AI with image recognition opens up new possibilities for designers and developers to quickly turn an idea into a prototype. There are several approaches based on OpenAI technology.
The introduction of multimodal capabilities in GPT-4 has laid an important foundation for future software development. Thanks to GPT-4V, the AI model accepts both text and images as input. This allows it to generate working code from screenshots or rudimentary drawings.
Recently, several products have been developed around this idea. The collaborative whiteboard tool tldraw has set up a playground on the website makereal.tldraw.com, where mockups of website elements can be created in the browser. GPT-4V converts these into code using the OpenAI API. A separate API key is required.
Makereal.tldraw offers a playful drawing interface for code generation
The developers provide background information in a newsletter. The “Make real” feature can be traced back to a Figma employee who built a prototype using GPT-4V based on tldraw code. Sawyer Hood’s GitHub project quickly attracted a lot of attention.

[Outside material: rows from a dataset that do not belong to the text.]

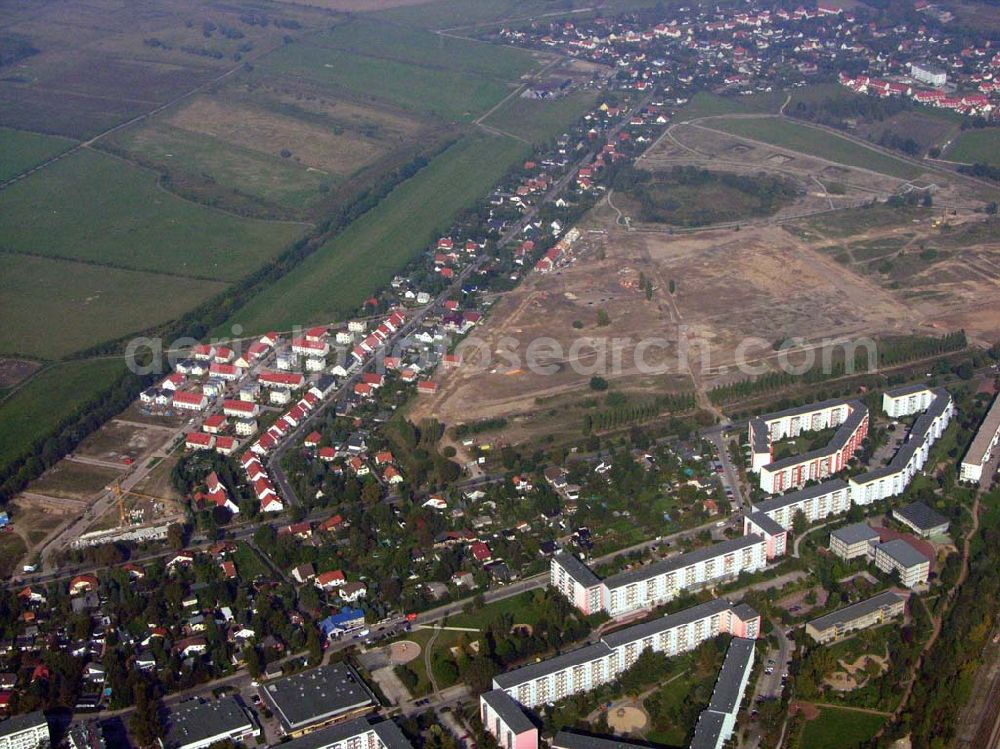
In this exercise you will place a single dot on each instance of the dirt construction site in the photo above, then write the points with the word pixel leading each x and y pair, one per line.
pixel 825 267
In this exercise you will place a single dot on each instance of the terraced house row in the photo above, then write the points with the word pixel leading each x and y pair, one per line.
pixel 654 584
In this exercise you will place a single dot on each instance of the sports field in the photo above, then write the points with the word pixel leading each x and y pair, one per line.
pixel 94 207
pixel 976 147
pixel 337 278
pixel 541 120
pixel 815 142
pixel 51 307
pixel 20 150
pixel 49 397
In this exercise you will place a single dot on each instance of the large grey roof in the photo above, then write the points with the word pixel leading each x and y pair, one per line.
pixel 317 695
pixel 914 439
pixel 839 439
pixel 665 623
pixel 762 521
pixel 508 710
pixel 708 730
pixel 194 721
pixel 387 731
pixel 855 610
pixel 566 660
pixel 903 553
pixel 855 534
pixel 577 570
pixel 984 437
pixel 783 500
pixel 572 740
pixel 727 697
pixel 920 515
pixel 681 561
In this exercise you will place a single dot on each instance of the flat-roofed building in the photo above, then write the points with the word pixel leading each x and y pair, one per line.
pixel 506 721
pixel 775 536
pixel 900 557
pixel 317 698
pixel 26 731
pixel 852 541
pixel 816 502
pixel 589 667
pixel 839 623
pixel 981 448
pixel 357 733
pixel 921 519
pixel 660 582
pixel 906 400
pixel 892 479
pixel 573 579
pixel 716 723
pixel 197 724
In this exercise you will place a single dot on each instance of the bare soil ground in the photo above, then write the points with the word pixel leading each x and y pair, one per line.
pixel 13 371
pixel 800 274
pixel 71 480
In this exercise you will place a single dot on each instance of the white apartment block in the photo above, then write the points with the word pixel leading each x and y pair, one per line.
pixel 28 731
pixel 907 400
pixel 892 479
pixel 981 449
pixel 573 579
pixel 898 556
pixel 816 502
pixel 591 666
pixel 849 416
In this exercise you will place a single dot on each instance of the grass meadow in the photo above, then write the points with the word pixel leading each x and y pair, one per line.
pixel 38 406
pixel 93 207
pixel 20 150
pixel 335 280
pixel 52 308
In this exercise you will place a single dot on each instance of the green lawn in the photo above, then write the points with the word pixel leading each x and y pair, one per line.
pixel 448 94
pixel 541 121
pixel 21 150
pixel 51 308
pixel 976 146
pixel 523 608
pixel 224 166
pixel 815 142
pixel 335 280
pixel 364 36
pixel 94 207
pixel 40 404
pixel 836 728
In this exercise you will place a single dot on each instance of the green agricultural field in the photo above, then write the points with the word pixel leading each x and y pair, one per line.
pixel 976 147
pixel 51 308
pixel 816 142
pixel 336 279
pixel 541 121
pixel 223 167
pixel 447 93
pixel 704 104
pixel 38 406
pixel 836 728
pixel 94 207
pixel 21 150
pixel 370 38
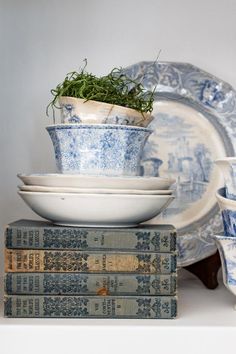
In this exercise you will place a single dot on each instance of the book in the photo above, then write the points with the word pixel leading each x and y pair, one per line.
pixel 156 307
pixel 30 234
pixel 79 261
pixel 89 284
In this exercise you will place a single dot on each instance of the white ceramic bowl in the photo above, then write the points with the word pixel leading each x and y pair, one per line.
pixel 77 110
pixel 93 190
pixel 78 181
pixel 96 210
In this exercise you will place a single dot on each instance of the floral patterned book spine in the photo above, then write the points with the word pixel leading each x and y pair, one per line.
pixel 30 234
pixel 79 261
pixel 89 284
pixel 156 307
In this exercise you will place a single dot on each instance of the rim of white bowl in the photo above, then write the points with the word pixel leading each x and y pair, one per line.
pixel 99 195
pixel 223 237
pixel 64 175
pixel 61 98
pixel 98 126
pixel 225 159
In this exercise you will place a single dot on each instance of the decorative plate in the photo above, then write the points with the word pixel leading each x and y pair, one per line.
pixel 194 124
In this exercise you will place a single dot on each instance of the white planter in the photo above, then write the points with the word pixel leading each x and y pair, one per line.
pixel 76 110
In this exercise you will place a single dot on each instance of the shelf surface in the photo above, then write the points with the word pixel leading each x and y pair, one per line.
pixel 203 314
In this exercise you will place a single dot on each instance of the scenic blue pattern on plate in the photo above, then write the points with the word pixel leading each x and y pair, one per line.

The project also served as the basis for the later “Make Real” application and functionality. However, the final project was integrated directly into the drawing area, allowing for further editing. Written comments and suggestions for improvement can now also be sent to the AI.
“Like a chat window, the canvas is transformed into a conversation space where you and the AI can workshop an idea together. In this case, the result is working websites, which is amazing enough, but it could work just as well for anything,” the developers write.
Alvaro Cintas writes that he made his single-player Pong clone in 30 seconds.
Screenshot-to-Code writes code along a screenshot and generates the corresponding images in one step
Like tldraw’s Make Real, another open-source project, has a similar goal and uses GPT-4V to achieve it. The “screenshot-to-code” repository by Abi Raja uses a screenshot to generate the code to program the interface visible in the screenshot. It also uses DALL-E 3 to generate the images shown on the screenshot to get even closer to the original. The video below shows the tool in action.
The project currently supports Bootstrap, Tailwind CSS, React and Vue, but more frameworks may be added shortly. In addition to installing on your computer, a demo website is available, which also requires your OpenAI key.